Radioactive metal has been found to created holes in the middle of Cassiopeia A, a supernova that has exploded 340 years ago. It is not very far away from us, even though the number of zeros is quite impressive: Cas A is located 11,000 light years from Earth. Even if it has been roughly studied by NASA and other groups of scientists, the magnificently colored beauty is still full of mysteries. It has been stated that its latest ID photo, Cas A looked like “Swiss cheese”, aspect that is created by a half dozen massive cavities that look like bubbles.
A CAT scan has created a 3D map of the interior of the supernova, conducted by a team at the Harvard-Smithsonian Center for Astrophysics (CfA). The purpose of their research is to discover how these grandiose explosions happen.
Dan Milisavljevic, who is co-author at the CfA along with along with Rob Fesen, Professor at Dartmouth College, said in a statement that
“Our three-dimensional map is a rare look at the insides of an exploded star. We’re sort of like bomb squad investigators. We examine the debris to learn what blew up and how it blew up.

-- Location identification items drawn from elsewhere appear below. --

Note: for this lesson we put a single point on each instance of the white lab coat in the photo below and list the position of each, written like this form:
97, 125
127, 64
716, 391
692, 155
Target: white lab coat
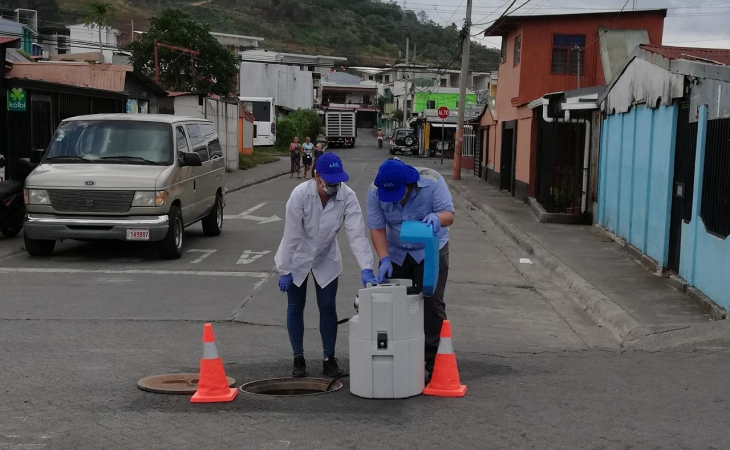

Our study represents a major step forward in our understanding of how stars actually explode.”
At the time Cassiopeia A has exploded three hundred years ago, radioactive matter got thrown away from its core, getting tangled up in outer space matter. Even though computerized simulations that show exactly how a supernova explosion works, scientists still haven’t figured out all mechanisms that happen beneath everything that can be seen. Nonetheless, focusing of the fragments left behind from the spectacular final event of Cas A, the team at the CfA succeeded in drawing some new conclusions.
The Mayall 4-meter telescope at Kitt Peak National Observatory in Arizona was used in order to create their 3D map, using spectroscopy. This particular idea has leaded them to seeing the interior of Cas A, and to measuring expansion velocities of high faint material that is found inside it. The depth of the observation brought out the information about the inner cavities of the supernova, which are about 3 to 6 years light in diameter.